For this column, I decide to share parts of the longer paper I am writing about this poet.

In Karangahan, the poet begins with: Bulebard, ikang muymuyon na salog/ki gatas buda patenteng nakahungko,/ako ngonian kahurona. Borlagdan translates this into:Boulevard, you forlorn river/ of milk and downcast lights/ speak to me now. Savor the translation, for in Bikol that which is a dialog has become an entreaty.)

The poet is always talking to someone but in An istorya ninda, an osipon ta, he talks about a the fruits of some narrative: Ta sa dara nindang korona kita an hadi/ sa krus, kita su may nakatadok na espada./Naitaram na ninda an saindang istorya./Punan ta na man su satong osipon./This I translate as: For in the crown they bear we are the King/ on the cross, with the embedded sword./ Marvel at this construction, as the poet cuts at the word “hadi” and begins the next line with “krus” and the “espada.” Marvel, too, at how he looks at conversion and faith, a process that made us special but also wounded us with ourselves stuck with the sword.

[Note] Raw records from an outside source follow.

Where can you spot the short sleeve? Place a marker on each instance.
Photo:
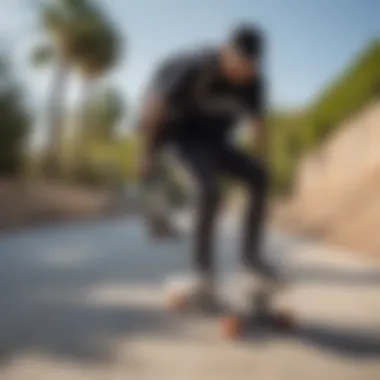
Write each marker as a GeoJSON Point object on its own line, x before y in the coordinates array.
{"type": "Point", "coordinates": [255, 98]}
{"type": "Point", "coordinates": [174, 77]}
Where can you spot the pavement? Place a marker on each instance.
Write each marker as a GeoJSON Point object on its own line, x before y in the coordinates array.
{"type": "Point", "coordinates": [85, 301]}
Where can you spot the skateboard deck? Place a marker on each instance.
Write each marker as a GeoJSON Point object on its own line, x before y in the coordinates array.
{"type": "Point", "coordinates": [230, 321]}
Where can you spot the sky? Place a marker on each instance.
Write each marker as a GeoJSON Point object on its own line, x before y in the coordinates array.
{"type": "Point", "coordinates": [309, 41]}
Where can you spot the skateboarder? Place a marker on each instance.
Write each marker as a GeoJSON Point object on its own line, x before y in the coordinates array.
{"type": "Point", "coordinates": [194, 101]}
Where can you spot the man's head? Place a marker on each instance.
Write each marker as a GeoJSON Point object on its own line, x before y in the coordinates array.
{"type": "Point", "coordinates": [241, 55]}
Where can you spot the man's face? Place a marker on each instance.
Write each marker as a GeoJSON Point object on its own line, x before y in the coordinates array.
{"type": "Point", "coordinates": [237, 68]}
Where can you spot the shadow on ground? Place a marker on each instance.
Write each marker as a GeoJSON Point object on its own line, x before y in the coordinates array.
{"type": "Point", "coordinates": [45, 278]}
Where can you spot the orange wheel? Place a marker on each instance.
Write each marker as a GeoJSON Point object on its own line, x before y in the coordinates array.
{"type": "Point", "coordinates": [177, 302]}
{"type": "Point", "coordinates": [284, 320]}
{"type": "Point", "coordinates": [232, 327]}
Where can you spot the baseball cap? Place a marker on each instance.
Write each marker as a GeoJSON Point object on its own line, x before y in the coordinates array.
{"type": "Point", "coordinates": [247, 40]}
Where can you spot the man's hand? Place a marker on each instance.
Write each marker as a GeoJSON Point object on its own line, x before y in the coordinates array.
{"type": "Point", "coordinates": [258, 138]}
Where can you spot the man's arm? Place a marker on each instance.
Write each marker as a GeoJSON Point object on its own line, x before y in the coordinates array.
{"type": "Point", "coordinates": [169, 85]}
{"type": "Point", "coordinates": [258, 133]}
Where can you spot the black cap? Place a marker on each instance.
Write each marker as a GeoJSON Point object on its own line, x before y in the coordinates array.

Finally, the poet says those lines of the true believer: They have already spoken their story, now let us begin with our tale. The poet does not have a translation but will the istorya in this line be “history” and osipon be “myth.” Shall these last four lines in the first stanza be both a subversion of our faith embedded in a foreign culture or a celebration of what we are not, and what we have not become?
Puni na an paghidaw. Puni na an pagluwas/hali sa kwartong pano ki luha, puni na/an paghiling sa luwas kan bintana./Puni na an paghidaw para sa binayaan./Puni na an pagsulit sa daluging tinimakan./Puni na an paghidaw sa mga sinugbang utoban. Terrifying lines as the poet calls us to begin the remembering and also begin the moving out from the room full of tears. In the poet’s mind, the lacrimarum vale or valley of tears had become an intimate area for instigating his own release.

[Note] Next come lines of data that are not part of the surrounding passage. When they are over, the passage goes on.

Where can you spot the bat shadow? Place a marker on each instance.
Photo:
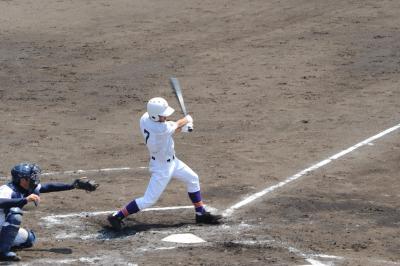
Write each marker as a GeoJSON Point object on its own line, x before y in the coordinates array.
{"type": "Point", "coordinates": [51, 250]}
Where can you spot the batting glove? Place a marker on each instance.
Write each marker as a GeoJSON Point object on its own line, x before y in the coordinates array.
{"type": "Point", "coordinates": [187, 128]}
{"type": "Point", "coordinates": [189, 118]}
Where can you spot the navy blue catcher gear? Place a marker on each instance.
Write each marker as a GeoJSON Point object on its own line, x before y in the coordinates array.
{"type": "Point", "coordinates": [28, 171]}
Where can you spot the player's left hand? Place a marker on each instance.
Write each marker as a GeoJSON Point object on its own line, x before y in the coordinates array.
{"type": "Point", "coordinates": [187, 128]}
{"type": "Point", "coordinates": [85, 184]}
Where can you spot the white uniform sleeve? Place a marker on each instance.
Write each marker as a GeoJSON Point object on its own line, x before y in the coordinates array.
{"type": "Point", "coordinates": [171, 127]}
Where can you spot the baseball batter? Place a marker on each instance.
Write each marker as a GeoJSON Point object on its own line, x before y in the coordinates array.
{"type": "Point", "coordinates": [158, 134]}
{"type": "Point", "coordinates": [25, 187]}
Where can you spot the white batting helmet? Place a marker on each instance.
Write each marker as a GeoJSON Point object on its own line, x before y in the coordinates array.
{"type": "Point", "coordinates": [158, 107]}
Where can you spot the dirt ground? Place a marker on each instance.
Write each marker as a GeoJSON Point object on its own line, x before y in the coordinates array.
{"type": "Point", "coordinates": [274, 87]}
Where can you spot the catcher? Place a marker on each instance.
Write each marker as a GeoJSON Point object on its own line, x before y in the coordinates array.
{"type": "Point", "coordinates": [25, 187]}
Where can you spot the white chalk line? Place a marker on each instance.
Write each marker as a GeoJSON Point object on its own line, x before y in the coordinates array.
{"type": "Point", "coordinates": [56, 219]}
{"type": "Point", "coordinates": [314, 167]}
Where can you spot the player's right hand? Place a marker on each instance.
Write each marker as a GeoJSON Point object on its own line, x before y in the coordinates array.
{"type": "Point", "coordinates": [189, 118]}
{"type": "Point", "coordinates": [34, 198]}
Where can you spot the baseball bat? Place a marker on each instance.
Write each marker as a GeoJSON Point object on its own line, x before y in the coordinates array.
{"type": "Point", "coordinates": [178, 93]}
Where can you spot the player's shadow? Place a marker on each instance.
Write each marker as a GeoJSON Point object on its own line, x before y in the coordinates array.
{"type": "Point", "coordinates": [51, 250]}
{"type": "Point", "coordinates": [107, 232]}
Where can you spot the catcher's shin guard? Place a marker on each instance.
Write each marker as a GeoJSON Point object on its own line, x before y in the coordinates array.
{"type": "Point", "coordinates": [9, 230]}
{"type": "Point", "coordinates": [208, 218]}
{"type": "Point", "coordinates": [115, 222]}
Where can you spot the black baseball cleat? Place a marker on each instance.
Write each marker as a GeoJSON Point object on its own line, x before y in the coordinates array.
{"type": "Point", "coordinates": [9, 256]}
{"type": "Point", "coordinates": [115, 222]}
{"type": "Point", "coordinates": [208, 218]}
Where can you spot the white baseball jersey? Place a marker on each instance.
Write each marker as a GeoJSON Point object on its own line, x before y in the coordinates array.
{"type": "Point", "coordinates": [163, 165]}
{"type": "Point", "coordinates": [158, 137]}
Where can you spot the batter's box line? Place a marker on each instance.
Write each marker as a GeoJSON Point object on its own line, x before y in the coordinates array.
{"type": "Point", "coordinates": [58, 218]}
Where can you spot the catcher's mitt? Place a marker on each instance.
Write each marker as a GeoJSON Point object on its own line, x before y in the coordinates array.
{"type": "Point", "coordinates": [85, 184]}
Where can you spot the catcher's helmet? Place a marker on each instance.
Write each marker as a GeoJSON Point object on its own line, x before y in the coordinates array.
{"type": "Point", "coordinates": [29, 171]}
{"type": "Point", "coordinates": [158, 107]}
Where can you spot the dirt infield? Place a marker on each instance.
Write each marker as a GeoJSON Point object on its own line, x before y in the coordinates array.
{"type": "Point", "coordinates": [274, 87]}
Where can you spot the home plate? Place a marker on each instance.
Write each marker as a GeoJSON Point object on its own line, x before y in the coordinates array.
{"type": "Point", "coordinates": [183, 238]}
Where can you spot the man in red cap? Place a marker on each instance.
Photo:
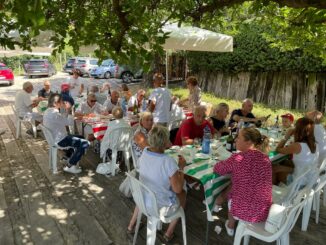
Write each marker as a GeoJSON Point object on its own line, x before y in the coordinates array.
{"type": "Point", "coordinates": [287, 121]}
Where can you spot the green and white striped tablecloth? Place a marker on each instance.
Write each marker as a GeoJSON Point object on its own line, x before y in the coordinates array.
{"type": "Point", "coordinates": [213, 183]}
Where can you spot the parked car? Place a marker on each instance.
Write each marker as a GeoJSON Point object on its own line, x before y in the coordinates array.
{"type": "Point", "coordinates": [109, 69]}
{"type": "Point", "coordinates": [6, 75]}
{"type": "Point", "coordinates": [70, 65]}
{"type": "Point", "coordinates": [85, 65]}
{"type": "Point", "coordinates": [105, 70]}
{"type": "Point", "coordinates": [39, 67]}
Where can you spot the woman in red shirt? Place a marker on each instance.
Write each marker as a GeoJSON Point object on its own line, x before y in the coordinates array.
{"type": "Point", "coordinates": [250, 196]}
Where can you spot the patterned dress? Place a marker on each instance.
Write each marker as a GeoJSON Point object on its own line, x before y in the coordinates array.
{"type": "Point", "coordinates": [251, 176]}
{"type": "Point", "coordinates": [136, 148]}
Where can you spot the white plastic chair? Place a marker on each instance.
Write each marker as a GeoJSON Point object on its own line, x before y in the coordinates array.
{"type": "Point", "coordinates": [314, 197]}
{"type": "Point", "coordinates": [19, 120]}
{"type": "Point", "coordinates": [282, 235]}
{"type": "Point", "coordinates": [154, 219]}
{"type": "Point", "coordinates": [285, 195]}
{"type": "Point", "coordinates": [119, 140]}
{"type": "Point", "coordinates": [53, 149]}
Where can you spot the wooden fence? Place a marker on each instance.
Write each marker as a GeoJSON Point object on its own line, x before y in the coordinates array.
{"type": "Point", "coordinates": [293, 90]}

The rhythm is there as in a prayer. But it is no prayer. There is the repetition but it is not a plea. There is the self but it is one that has turned away from itself into something else. That self is one that shall face the recollection of the faith that has been burned.

And yet the poet, resolute when he wants to, loves to sing and hint of fear and anxiety. Even when he is merely observing children playing in the rains, he summons images of terrible beauty. The skies become diklom na pinandon na “may luho” (with hole). From this hole, comes the sarong pisi ki sildang/ tisuhon na buminulos. The poet stays with this metaphor with such intensity that the silken thread coming from the hole justifiably becomes luhang garo hipidon na busay/paluwas sa mata/kan dagom. Dark wit and a penchant for the horrifying are tandem graces in these lines.

This is the poet who can, without self-consciousness, tell us of the …haya/kan mga ayam na namimibi/nakakapabuskad ki barahibo/nakakaulakit ki lungsi. He whispers of “halas na rimuranon, malamti/sa hapiyap kan mga bituon.”
This is a startling universe, where dogs pray (and bay), and where fears bloom and paleness afflicts and infects, and serpents are caressed by the stars.